Байхин с любопытством заглянул в зеркальце, но ничего особенного там не узрел. Физиономия как физиономия. Худощавая, загорелая... на лбу широкая полоса чуть посветлей остальной кожи - след от головной повязки... на правой щеке небольшая царапина... нет, решительно непонятно.
Завидев, с каким недоумением Байхин смотрится в зеркало, Хэсситай снова вздохнул и согнутым пальцем ткнул ученика в лоб.
- Те купцы, что побогаче, головных повязок не носят, - пояснил он, - а те, что победней, - не снимают. Да и вообще снимать повязку со знаком ремесла и сословия ни одному человеку нужды нет. Разве только такому, чье ремесло следует скрывать. Мой загар куда постарше моего нынешнего ремесла... и незаметно, надел я повязку или снял. А ты по площадям загорел даже и под слоем краски. Повязку снял, а след у тебя на лбу остался. У тебя в самом прямом смысле на лице написано, кто ты есть такой. Ну да оно и к лучшему вышло.
- А этот стражник... как думаешь - он нас не выдаст?
- Никогда, - уверенно возразил Хэсситай. - Раз уж он нас в воротах не взял... нет.

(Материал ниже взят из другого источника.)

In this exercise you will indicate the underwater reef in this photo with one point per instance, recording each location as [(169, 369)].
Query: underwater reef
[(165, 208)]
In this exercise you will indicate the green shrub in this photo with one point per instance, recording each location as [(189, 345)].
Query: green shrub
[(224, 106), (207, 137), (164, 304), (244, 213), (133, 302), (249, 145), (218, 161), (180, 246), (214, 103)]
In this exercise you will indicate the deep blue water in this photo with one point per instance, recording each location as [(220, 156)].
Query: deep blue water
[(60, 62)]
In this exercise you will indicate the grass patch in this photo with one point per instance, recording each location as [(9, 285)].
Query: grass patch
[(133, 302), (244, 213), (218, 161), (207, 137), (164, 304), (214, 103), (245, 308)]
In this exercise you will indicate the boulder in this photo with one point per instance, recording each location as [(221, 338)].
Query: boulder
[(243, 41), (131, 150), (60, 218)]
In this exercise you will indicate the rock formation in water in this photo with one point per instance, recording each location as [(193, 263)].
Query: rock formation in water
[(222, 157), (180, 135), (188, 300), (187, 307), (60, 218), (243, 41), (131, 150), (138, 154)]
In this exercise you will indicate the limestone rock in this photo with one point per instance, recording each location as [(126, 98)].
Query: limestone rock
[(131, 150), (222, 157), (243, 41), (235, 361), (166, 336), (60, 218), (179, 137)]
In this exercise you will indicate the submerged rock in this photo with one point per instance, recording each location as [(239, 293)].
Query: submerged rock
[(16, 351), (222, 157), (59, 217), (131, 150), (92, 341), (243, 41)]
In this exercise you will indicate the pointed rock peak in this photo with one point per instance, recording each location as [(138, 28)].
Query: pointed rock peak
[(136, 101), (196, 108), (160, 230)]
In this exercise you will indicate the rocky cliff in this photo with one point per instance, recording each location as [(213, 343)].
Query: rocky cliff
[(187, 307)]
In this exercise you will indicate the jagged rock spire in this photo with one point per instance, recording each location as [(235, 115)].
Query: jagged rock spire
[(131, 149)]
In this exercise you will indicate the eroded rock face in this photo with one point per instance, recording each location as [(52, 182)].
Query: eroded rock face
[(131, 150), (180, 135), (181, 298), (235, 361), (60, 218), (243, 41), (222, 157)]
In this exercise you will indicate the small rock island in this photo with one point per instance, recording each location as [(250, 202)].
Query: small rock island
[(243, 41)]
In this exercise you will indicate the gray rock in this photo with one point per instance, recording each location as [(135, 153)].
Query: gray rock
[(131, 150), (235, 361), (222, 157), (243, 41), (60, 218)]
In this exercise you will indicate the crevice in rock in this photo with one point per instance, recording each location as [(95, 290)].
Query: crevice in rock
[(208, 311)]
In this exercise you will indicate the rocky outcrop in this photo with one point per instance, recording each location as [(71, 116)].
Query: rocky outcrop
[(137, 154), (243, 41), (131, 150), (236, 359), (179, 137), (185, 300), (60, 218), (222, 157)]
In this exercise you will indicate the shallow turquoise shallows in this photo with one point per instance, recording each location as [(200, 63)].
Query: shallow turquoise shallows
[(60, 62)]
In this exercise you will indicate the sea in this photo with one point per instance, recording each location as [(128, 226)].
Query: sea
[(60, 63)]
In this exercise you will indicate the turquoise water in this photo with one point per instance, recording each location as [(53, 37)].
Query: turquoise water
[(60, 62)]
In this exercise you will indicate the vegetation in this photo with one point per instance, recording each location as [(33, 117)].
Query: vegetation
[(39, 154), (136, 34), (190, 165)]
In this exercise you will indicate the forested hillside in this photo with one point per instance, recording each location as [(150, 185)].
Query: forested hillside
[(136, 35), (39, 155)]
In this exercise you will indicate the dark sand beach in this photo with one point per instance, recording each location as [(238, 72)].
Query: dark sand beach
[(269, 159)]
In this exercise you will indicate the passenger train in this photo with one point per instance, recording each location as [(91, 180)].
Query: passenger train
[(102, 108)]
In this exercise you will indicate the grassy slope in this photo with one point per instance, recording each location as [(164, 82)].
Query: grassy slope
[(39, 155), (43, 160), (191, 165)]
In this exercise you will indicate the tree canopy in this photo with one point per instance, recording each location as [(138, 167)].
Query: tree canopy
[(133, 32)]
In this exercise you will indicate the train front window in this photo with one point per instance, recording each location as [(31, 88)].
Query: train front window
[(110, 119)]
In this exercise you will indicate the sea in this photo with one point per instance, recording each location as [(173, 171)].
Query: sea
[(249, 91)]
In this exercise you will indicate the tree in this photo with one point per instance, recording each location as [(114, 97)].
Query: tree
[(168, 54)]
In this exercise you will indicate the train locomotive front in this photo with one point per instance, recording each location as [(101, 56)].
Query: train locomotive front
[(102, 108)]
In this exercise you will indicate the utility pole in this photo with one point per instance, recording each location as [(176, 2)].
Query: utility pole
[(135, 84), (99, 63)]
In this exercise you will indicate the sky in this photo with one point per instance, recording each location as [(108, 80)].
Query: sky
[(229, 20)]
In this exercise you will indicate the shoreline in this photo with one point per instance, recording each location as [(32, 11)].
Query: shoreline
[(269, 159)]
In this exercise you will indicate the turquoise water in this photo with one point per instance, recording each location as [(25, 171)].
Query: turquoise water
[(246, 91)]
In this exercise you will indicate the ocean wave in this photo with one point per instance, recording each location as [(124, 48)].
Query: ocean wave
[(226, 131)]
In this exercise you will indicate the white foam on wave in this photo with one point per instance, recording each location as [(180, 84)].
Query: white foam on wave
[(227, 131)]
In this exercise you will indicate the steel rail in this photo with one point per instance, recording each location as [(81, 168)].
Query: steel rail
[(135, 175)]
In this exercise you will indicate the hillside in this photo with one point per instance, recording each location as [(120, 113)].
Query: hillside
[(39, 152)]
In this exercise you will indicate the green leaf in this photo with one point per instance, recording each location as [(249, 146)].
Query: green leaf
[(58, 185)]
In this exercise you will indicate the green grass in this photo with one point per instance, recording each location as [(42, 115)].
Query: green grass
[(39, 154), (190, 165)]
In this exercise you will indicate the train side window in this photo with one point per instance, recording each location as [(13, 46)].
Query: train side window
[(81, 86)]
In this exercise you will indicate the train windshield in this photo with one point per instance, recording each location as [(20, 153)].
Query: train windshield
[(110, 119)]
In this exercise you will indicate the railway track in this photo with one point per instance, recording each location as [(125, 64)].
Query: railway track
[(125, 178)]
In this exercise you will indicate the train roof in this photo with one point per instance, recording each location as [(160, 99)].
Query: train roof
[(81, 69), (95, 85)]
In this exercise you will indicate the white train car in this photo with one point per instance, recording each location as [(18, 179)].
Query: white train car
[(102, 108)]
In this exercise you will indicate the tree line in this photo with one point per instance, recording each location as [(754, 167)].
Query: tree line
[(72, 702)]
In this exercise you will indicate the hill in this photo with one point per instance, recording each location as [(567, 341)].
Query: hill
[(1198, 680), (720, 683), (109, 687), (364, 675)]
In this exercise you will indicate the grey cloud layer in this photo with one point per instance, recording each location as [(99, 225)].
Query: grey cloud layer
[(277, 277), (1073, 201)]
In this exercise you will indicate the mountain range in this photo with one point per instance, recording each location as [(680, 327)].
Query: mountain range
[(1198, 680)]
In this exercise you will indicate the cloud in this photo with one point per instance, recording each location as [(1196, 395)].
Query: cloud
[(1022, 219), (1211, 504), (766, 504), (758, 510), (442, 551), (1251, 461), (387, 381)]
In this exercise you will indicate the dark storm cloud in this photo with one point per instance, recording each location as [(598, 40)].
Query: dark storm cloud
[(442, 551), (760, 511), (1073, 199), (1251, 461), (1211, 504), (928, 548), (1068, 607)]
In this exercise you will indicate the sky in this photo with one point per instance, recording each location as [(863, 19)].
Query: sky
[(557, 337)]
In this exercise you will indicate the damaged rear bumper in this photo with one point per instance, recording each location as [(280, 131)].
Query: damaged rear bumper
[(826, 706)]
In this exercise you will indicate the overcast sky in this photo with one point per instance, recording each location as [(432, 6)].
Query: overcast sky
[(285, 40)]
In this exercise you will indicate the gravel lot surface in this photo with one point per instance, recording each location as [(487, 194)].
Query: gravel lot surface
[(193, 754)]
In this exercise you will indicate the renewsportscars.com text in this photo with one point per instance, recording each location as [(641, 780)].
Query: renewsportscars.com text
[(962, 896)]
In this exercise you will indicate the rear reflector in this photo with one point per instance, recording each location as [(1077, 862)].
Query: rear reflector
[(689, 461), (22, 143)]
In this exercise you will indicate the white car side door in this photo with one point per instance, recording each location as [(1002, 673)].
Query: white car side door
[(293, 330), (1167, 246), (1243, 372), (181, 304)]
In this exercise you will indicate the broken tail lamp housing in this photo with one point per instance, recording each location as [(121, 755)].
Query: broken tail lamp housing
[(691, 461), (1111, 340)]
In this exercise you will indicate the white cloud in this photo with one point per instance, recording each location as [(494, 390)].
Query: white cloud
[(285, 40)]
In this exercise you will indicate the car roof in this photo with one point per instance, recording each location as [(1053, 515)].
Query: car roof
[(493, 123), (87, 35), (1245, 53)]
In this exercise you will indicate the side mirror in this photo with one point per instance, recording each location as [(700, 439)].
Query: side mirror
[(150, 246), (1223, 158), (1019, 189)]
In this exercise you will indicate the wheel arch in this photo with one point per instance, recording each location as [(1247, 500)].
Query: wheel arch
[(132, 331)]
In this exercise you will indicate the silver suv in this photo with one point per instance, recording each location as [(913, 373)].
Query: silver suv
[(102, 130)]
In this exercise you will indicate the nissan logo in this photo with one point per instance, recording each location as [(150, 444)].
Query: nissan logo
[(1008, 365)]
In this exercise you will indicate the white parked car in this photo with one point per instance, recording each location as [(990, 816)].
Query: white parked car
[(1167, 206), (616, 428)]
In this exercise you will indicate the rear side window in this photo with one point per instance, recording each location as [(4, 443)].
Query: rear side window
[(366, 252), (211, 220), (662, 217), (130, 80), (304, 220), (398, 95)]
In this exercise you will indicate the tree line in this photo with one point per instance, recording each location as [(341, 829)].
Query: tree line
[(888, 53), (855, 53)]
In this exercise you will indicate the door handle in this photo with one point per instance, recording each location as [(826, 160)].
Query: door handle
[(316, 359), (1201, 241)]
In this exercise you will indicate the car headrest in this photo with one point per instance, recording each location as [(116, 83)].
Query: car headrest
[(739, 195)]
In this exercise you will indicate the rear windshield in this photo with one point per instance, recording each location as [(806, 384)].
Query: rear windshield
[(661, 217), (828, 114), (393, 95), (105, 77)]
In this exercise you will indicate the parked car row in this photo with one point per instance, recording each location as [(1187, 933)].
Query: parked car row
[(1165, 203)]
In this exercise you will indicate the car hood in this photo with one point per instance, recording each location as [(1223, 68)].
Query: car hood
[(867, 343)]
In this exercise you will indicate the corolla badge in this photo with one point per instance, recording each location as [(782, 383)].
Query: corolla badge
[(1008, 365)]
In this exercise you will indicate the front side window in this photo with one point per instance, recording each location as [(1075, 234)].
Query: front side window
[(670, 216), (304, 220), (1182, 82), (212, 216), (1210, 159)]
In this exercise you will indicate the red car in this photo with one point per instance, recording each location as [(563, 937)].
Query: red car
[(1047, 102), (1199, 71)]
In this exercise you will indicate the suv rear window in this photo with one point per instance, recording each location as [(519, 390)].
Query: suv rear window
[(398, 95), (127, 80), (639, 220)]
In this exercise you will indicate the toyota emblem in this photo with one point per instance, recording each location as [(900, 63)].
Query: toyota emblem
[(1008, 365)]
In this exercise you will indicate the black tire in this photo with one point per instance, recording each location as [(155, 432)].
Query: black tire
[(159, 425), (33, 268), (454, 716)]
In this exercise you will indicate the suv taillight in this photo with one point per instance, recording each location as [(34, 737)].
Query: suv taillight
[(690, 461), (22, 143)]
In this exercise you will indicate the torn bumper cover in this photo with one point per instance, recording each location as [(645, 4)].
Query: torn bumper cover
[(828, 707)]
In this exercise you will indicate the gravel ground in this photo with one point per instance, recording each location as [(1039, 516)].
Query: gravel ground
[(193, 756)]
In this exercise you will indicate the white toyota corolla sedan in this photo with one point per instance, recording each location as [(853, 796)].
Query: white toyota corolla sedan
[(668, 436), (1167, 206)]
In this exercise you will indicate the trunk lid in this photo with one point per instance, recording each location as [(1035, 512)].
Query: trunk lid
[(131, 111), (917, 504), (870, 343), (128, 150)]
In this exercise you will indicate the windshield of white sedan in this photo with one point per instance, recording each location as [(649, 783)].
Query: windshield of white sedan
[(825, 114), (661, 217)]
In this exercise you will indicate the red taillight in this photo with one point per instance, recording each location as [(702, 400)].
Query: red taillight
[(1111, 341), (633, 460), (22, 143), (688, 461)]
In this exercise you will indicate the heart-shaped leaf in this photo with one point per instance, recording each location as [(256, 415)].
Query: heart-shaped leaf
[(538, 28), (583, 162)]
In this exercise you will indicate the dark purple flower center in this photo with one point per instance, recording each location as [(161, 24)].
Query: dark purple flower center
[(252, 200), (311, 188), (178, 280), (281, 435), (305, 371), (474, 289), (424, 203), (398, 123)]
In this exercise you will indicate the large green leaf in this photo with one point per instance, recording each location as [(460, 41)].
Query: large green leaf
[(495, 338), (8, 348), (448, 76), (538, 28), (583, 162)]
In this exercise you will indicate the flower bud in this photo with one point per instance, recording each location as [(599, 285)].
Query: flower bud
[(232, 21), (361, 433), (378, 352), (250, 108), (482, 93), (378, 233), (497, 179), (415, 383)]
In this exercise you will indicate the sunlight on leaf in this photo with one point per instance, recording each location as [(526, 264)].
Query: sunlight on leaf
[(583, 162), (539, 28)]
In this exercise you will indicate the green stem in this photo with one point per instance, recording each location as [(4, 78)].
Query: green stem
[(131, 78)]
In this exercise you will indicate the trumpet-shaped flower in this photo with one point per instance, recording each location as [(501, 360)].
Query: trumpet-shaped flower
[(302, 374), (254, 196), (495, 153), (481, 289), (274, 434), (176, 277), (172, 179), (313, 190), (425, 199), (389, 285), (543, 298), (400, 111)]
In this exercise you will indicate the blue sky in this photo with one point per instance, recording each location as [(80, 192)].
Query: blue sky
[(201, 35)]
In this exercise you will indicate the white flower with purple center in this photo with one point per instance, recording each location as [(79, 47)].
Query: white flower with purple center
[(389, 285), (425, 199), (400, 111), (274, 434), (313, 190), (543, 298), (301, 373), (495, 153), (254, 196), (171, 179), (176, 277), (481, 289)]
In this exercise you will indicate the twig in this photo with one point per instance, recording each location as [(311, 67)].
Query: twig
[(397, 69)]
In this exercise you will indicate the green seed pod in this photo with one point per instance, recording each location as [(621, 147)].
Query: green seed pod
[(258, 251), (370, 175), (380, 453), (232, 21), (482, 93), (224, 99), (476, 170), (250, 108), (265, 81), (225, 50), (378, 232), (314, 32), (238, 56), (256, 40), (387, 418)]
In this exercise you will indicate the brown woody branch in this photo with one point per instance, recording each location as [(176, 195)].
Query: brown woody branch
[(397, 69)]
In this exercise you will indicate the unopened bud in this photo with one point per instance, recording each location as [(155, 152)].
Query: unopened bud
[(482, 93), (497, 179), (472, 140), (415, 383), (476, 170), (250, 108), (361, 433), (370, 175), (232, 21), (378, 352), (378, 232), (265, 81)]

- Но если здесь киэн запрещены... выходит, он и сам многим рискует? сообразил Байхин.
- Больше, чем ты полагаешь. Он нашей храбрости отдал должное... но он и сам очень храбрый человек. Не всякий бы на его месте осмелился.
И снова Хэсситай вроде бы и ответил на заданный вопрос - а все равно ничего не понятно.
- Но почему? - взмолился Байхин. - Разве такое уж преступление пустить в город двоих комедиантов? И почему наше ремесло здесь запрещено?
- После, - покачал головой Хэсситай. - После расскажу. Вон смотри - до базарной площади уже рукой подать. Не на рынке же такие разговоры вести. Вот погоди, отработаем свое в больнице, я тебе все и расскажу. На этот раз действительно все. Без недомолвок и отговорок.
Отец Байхина, как и подобает знатному вельможе, содержал за свой счет несколько благотворительных приютов и больниц. В дни торжеств по случаю дня рождения щедрого и милосердного покровителя там устраивались невыносимо тягучие молитвословия во здравие господина. Долг повелевал ему присутствовать на всех приютских молебствиях - или хотя бы препоручить их посещение кому-либо из членов семьи. С тех пор, как Байхин мог выговорить слова официального приветствия не запинаясь, он ежегодно проводил не менее недели, посещая благотворительные заведения для убогих. Запах приютской кормежки и выражение лиц больничных служителей не были ему внове. И все же, едва переступив порог больницы, Байхин остолбенел. Он почувствовал, что самообладание ему изменяет.